Thursday, January 10, 2013

Rice Noodle Factory

Wednesday January 9th, 2013








We got off our motorboat for a little side trip down a few alleys to a rice noodle factory.
First, the rice is soaked in water for 20 minutes. Then it's ground into flour in a grinder and mixed with tapioca (in the big sacks) to give it more elasticity. After that it's cooked over a fire made with the rice kernels, the charcoal from which (the black pile) is then used as fertilizer in the garden. The rice is cooked in what looks like a big fishing camp frying pan with a lid and then rolled out with a bamboo roller into a thin circular shape that looks like about a 2 foot diameter thin pizza crust.

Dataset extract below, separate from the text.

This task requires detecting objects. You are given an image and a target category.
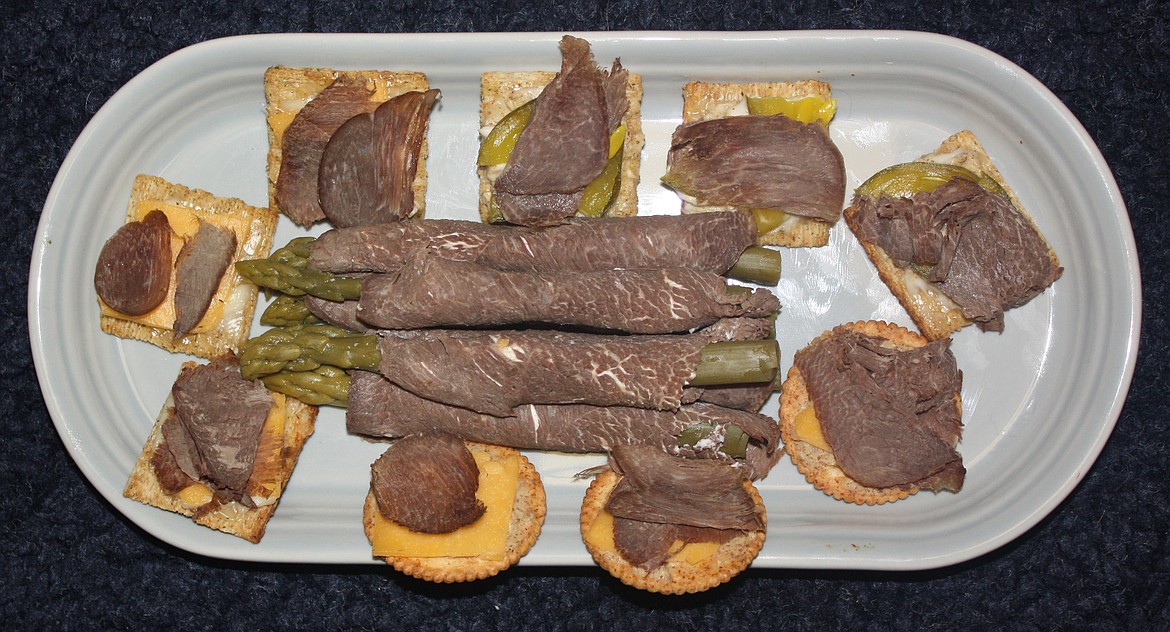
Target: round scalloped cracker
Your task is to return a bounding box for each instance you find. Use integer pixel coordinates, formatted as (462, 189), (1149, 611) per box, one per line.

After that it's put on bamboo racks out in the sun to dry. After it's dry it's stacked by a cutter and cut into rice noodles, kind of like using a big paper shredder.
That's the basic process but it's accomplished in a factory that looks like something that came out of a book by Charles Dickens. When we arrived there was a guy laying on the waiting bamboo racks by the cooker, smoking cigarettes. The other women working there were sitting at a table chatting. It looked like nothing had ever been washed. Out in the yard under the racks, the chickens and ducks wandered around doing what chickens and ducks do. Everything is on a dirty concrete floor or on actual dirt.
It seems that people in Vietnam work long hours. Sometimes they're working very hard but there's also a lot of standing around waiting for something to happen. Because they're working with such poor equipment on a small scale and because labour is so cheap, it seems like everything is very labour intensive. We saw men unloading a boat full of crushed rock by carrying it in baskets on their shoulders up a gangplank.
Also, in HCMC at least, there are an enormous amount of people employed as security guards for motorbikes at every shop and restaurant. So, basically, they stand around for about 90% of the time waiting. All of this leads to very low productivity per person. We understand why it's like this but coming from Canada where we're so concerned about productivity, it's very different.
After the rice noodle factory we started out for Rach Gia on the coast in our van. No doubt there will be roosters crowing wherever we go. Anita is convinced that the same rooster is following us from HCMC. I don't think so. As they say here, "Same same, only different" (quote by Dylan).